Yes, important point. But I mean the first read, after the write. There are ways to know if this is the case, like for instance WaitForMultipleObjects in some cases, or locking in other cases.
Or is even this wrong?
Again, compiler fences don't offer any guarantees on when the updated value will be read; they just guarantee that whenever you read the value, previous memory operations will have completed (e.g. after you read the "shared counter" you know that previous writes to the data structure it protects have finished).
In x86(_64), what guarantees that you will read the value after it has been written to is the strong memory model enforced by the cache subsystem. When you want to read a value, the CPU will check with the cache which will have an Invalid
line (since the CPU that wrote to the value will have the same line in Modified mode; or Exclusive if it wrote it back to higher level cache or main RAM) or won't have the line at all, and will have to fetch it.

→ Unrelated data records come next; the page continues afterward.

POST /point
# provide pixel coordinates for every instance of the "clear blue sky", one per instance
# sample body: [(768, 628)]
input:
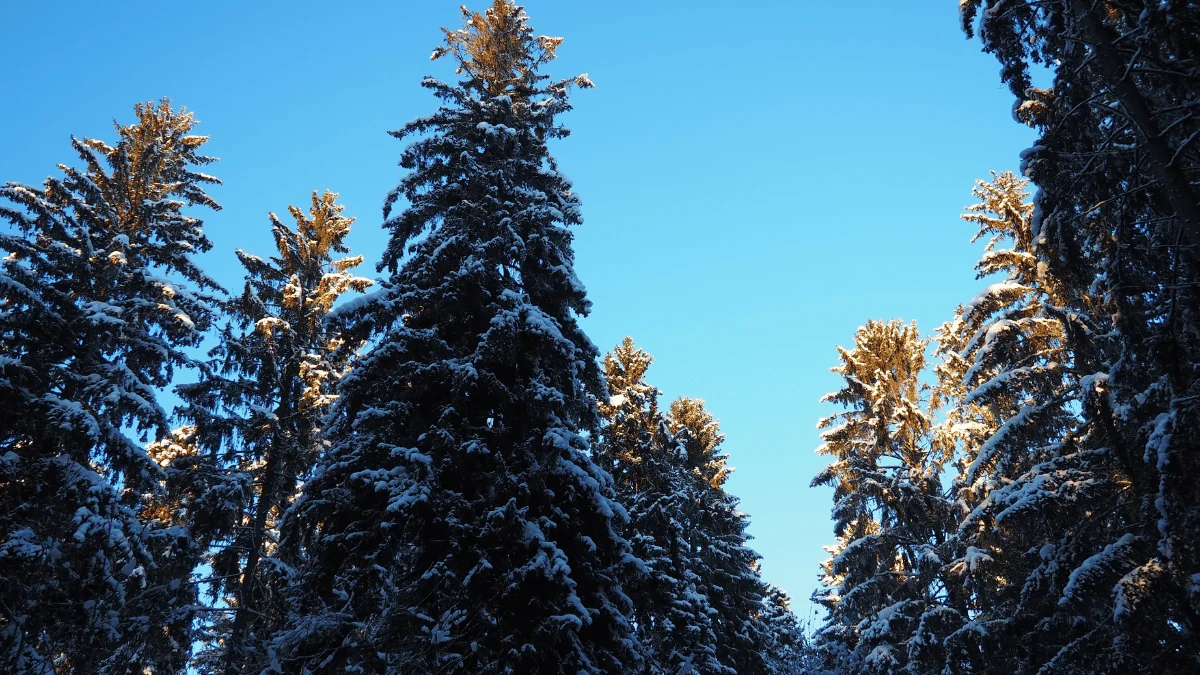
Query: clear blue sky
[(757, 178)]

The distinction is important since different CPU architectures have different memory models and, while compiler fences are enough in x86(_64) they might not be in other ones (e.g. ARM) which might need CPU fences to properly synchronize data between CPU cores.
I'm not sure what you mean by
There are ways to know if this is the case, like for instance WaitForMultipleObjects in some cases, or locking in other cases.
but if you are referring to Semaphores, Mutexes and the like, they are higher level synchronization structures implemented in terms of fences and/or atomics at the low level (+ OS/kernel space data structures to keep a record to what to notify, etc.).